Self-supervised learning
Self-supervised learning | Source

For example, in natural language processing, if we have a few words, using self-supervised learning we can complete the rest of the sentence. Similarly, in a video, we can predict past or future frames based on available video data. Self-supervised learning uses the structure of the data to make use of a variety of supervisory signals across large data sets – all without relying on labels.

What is the difference between self-supervised and unsupervised learning?

Many people confuse both the terms and use them interchangeably. However, both learning techniques have different objectives. 
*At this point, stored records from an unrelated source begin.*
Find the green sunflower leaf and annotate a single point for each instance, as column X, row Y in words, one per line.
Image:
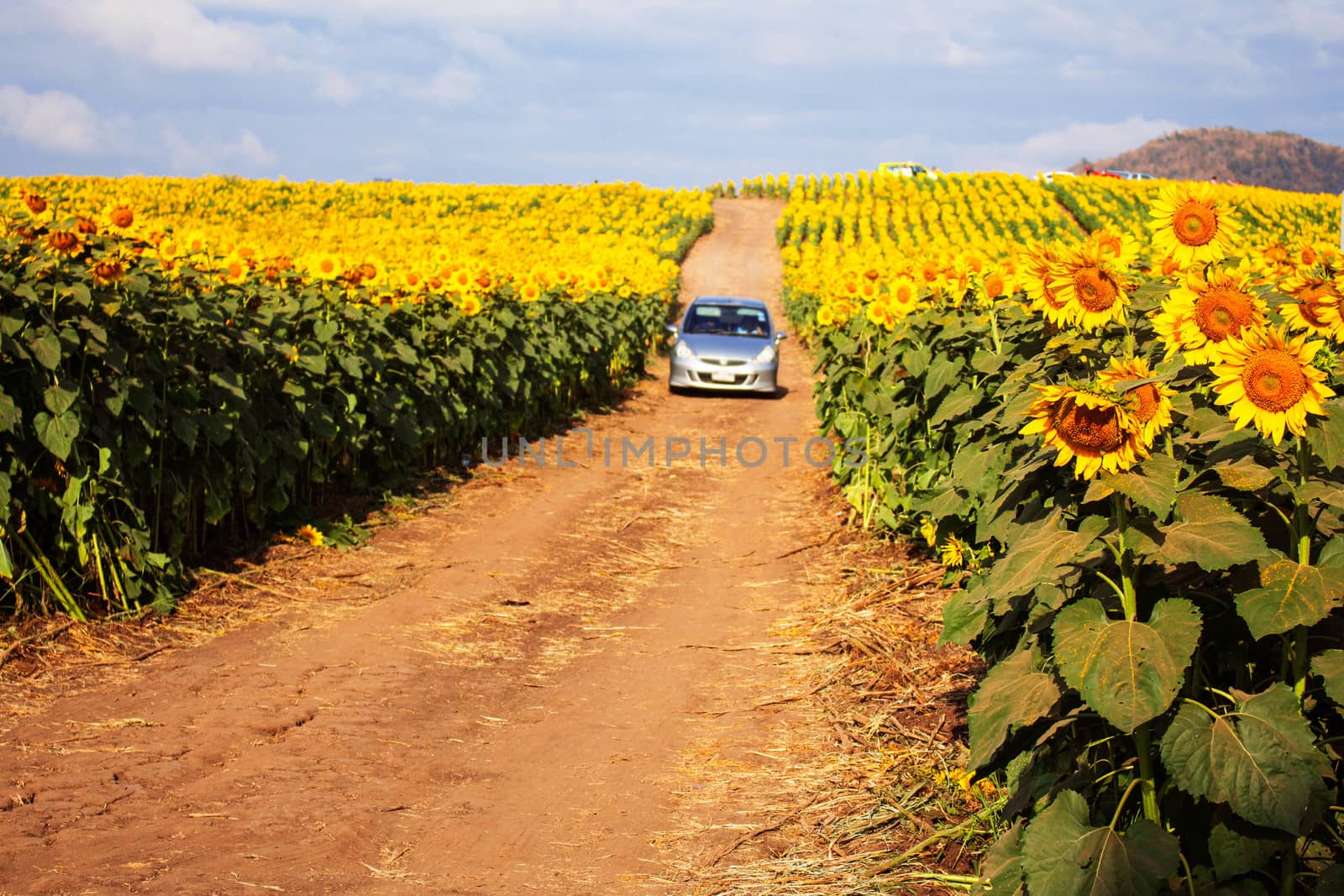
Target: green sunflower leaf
column 1129, row 672
column 1260, row 759
column 1037, row 557
column 1000, row 875
column 1236, row 855
column 1152, row 485
column 1063, row 856
column 57, row 432
column 1326, row 434
column 1243, row 474
column 1210, row 533
column 1290, row 594
column 1330, row 665
column 1011, row 696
Self-supervised learning and unsupervised learning methods can be considered complementary learning techniques as both do not need labeled datasets. Unsupervised learning can be considered as the superset of self-supervised learning as it does not have any feedback loops. On the contrary, self-supervised learning has a lot of supervisory signals that act as feedback in the training process. 

An easier way to put it is that the ‘unsupervised’ learning technique focuses a lot on the model and not on the data whereas the ‘self-supervised learning’ technique works the other way around. However, unsupervised learning methods are good at clustering, and dimensionality reduction, while self-supervised learning is a pretext method for regression and classification tasks.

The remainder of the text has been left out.